Ulemâ-i râsihînin evliyâlığı ise, asldadır. Asla kavuşduran yolu bul­muşlardır. Zıllerin perdelerinin hepsini aşmışlardır. Bunların evliyâlığı, Peygamberlerin vilâyetidir “aleyhimüssalevâtü vetteslîmât”. Öteki Evliyâ­nın vilâyeti ise, Peygamberlerin “aleyhimüssalevâtü vettehıyyât” vilâyeti­nin gölgesidir.

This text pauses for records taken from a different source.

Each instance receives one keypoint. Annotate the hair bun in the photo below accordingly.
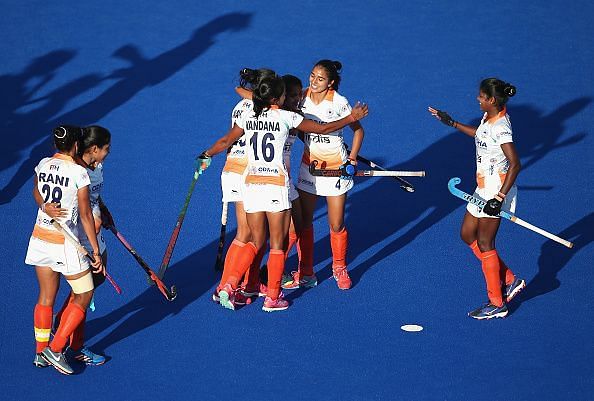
(60, 132)
(246, 73)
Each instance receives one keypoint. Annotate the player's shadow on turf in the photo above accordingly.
(193, 279)
(386, 218)
(140, 73)
(25, 111)
(554, 257)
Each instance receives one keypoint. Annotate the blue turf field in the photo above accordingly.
(160, 76)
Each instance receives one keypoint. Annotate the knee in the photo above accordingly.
(485, 245)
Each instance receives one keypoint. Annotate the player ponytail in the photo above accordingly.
(93, 135)
(498, 89)
(333, 69)
(269, 88)
(249, 78)
(65, 136)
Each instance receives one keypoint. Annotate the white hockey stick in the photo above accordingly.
(506, 215)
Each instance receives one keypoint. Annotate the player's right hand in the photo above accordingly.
(202, 162)
(360, 111)
(442, 116)
(54, 211)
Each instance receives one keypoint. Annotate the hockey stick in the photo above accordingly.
(176, 229)
(169, 294)
(475, 200)
(362, 173)
(83, 251)
(405, 185)
(221, 247)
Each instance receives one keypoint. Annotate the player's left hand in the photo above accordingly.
(347, 170)
(202, 162)
(492, 207)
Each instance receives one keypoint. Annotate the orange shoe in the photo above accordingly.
(341, 275)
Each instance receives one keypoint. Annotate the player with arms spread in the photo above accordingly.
(497, 166)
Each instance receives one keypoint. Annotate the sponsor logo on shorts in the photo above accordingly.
(306, 182)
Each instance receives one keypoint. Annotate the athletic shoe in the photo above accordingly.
(489, 311)
(87, 356)
(39, 361)
(215, 296)
(341, 275)
(241, 298)
(227, 297)
(295, 280)
(514, 289)
(57, 360)
(273, 305)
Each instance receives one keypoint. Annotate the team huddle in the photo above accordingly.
(274, 204)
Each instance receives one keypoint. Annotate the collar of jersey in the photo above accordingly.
(329, 95)
(499, 115)
(63, 157)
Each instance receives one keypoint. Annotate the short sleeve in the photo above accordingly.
(295, 119)
(342, 108)
(82, 178)
(502, 133)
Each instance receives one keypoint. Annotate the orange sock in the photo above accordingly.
(251, 281)
(244, 258)
(42, 324)
(505, 273)
(276, 266)
(230, 260)
(339, 244)
(476, 250)
(305, 251)
(491, 271)
(292, 241)
(77, 339)
(72, 317)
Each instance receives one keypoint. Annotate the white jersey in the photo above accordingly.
(237, 155)
(58, 180)
(328, 148)
(491, 163)
(265, 139)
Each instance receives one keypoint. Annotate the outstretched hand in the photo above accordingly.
(360, 111)
(202, 162)
(442, 116)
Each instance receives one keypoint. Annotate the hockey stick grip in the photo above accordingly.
(83, 251)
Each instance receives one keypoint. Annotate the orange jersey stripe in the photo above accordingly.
(233, 165)
(46, 235)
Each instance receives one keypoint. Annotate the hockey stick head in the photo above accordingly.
(312, 166)
(453, 182)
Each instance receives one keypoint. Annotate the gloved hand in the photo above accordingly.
(492, 207)
(445, 118)
(347, 170)
(202, 162)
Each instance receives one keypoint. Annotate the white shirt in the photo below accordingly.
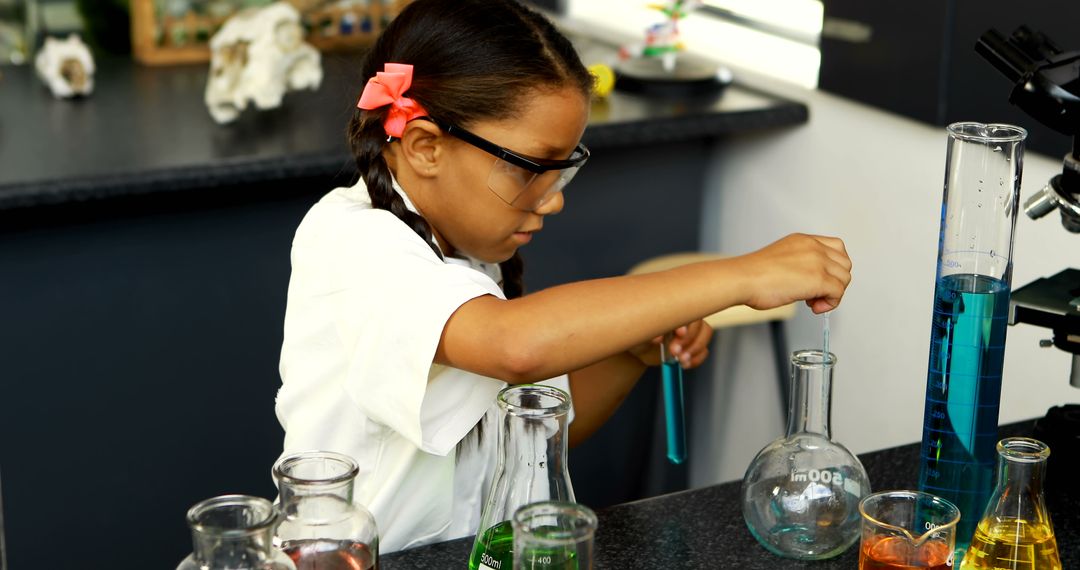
(367, 302)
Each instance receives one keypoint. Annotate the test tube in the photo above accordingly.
(553, 535)
(674, 405)
(970, 314)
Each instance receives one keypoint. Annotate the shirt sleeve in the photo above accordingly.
(389, 297)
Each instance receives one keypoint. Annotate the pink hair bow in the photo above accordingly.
(388, 87)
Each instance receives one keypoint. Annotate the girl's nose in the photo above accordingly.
(552, 205)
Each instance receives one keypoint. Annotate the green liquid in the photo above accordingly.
(495, 551)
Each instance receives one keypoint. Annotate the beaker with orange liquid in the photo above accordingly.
(906, 530)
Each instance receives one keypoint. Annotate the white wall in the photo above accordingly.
(875, 179)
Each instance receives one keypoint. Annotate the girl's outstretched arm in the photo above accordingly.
(599, 389)
(572, 326)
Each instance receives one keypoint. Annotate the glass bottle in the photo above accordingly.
(800, 493)
(234, 532)
(980, 202)
(531, 467)
(1015, 530)
(323, 528)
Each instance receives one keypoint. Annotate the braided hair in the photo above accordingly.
(473, 60)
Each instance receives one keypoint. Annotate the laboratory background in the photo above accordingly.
(157, 157)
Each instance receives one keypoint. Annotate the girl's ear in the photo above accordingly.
(423, 147)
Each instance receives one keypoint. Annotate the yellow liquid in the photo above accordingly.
(1012, 544)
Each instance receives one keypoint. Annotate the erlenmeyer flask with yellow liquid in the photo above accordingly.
(1015, 532)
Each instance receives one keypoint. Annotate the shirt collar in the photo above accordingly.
(491, 270)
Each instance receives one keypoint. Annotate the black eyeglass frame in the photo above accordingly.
(529, 163)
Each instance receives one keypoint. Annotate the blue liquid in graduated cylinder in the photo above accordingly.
(963, 390)
(673, 411)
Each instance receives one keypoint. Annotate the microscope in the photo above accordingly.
(1047, 86)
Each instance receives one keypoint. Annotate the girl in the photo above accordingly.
(405, 312)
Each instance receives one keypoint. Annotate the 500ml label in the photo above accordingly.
(826, 476)
(487, 562)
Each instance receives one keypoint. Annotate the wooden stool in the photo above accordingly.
(737, 315)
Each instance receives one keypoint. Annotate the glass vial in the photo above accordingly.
(553, 535)
(531, 467)
(1015, 530)
(234, 532)
(970, 315)
(801, 492)
(323, 528)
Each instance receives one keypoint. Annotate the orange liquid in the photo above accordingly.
(891, 553)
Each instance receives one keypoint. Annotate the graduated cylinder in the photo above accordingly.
(970, 315)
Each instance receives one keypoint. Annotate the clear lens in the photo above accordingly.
(526, 190)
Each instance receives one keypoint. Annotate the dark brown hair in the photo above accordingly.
(472, 60)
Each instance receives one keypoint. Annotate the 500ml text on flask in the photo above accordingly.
(815, 476)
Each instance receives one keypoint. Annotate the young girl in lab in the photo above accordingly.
(405, 313)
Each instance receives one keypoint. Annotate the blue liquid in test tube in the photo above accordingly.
(674, 412)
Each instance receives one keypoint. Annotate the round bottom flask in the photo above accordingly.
(801, 492)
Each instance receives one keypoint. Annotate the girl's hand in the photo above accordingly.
(814, 269)
(689, 344)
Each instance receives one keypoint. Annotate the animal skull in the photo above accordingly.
(257, 56)
(66, 67)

Çok zemândan beri bu fakîr, müteşâbihâtin neyi gösterdiğini yalnız Al­lahü teâlâ bilir sanıyordum. Ulemâ-i râsihîn, yalnız bunlara îmân eder diyor­dum. Âlimlerin ve tesavvufcuların, müteşâbihât için verdikleri ma’nâları uygun bulmuyordum. Örtülebilecek olan ma’nâların bunlar olduğunu san­mıyordum. Meselâ, Ayn-ül-Kuddât-i Hemedânî “rahmetullahi aleyh” hazret­leri, (Elif lâm mîm)den elem, derd ma’nâsını anlamışdır. Çünki, aşk ve mu­habbete elem lâzımdır. Çok zemân sonra, Allahü teâlâ lutf ederek, ihsân ede­rek, müteşâbihâtin te’vîlinden ya’nî işâret etdikleri ma’nâlardan bu fakîre “rahmetullahi aleyh” az birşey bildirdi. Bu büyük denizden bu miskînin uy­gun yaratılmış toprağına birkaç damla serpildi. Ulemâ-i râsihîne de, müte­şâbihâtin te’vîlinden, işâret etdikleri ince bilgilerden çok şeyler ihsân edil­diğini anladım. Bize doğru yolu gösteren Allahü teâlâya hamd olsun! Alla­hü teâlâ, bize doğru yolu göstermeseydi, kendimiz bulamazdık. Rabbimizin Peygamberleri hep doğru söylemişlerdir. Bildirdiğiniz rü’yâların ta’bîrini, bu­luşduğumuzda söylerim. Onun yerine ince ma’rifetleri yazdım. Kusûruma bakmayınız! Size ve doğru yolda olanlara ve Muhammed Mustafânın “aley­hi ve alâ ihvânihissalevâtü vetteslîmâtül ulâ” izinde gidenlere selâm olsun!

Zikr et zikr, bedende iken cânın! Kalbin temizliği zikr iledir Rahmânın!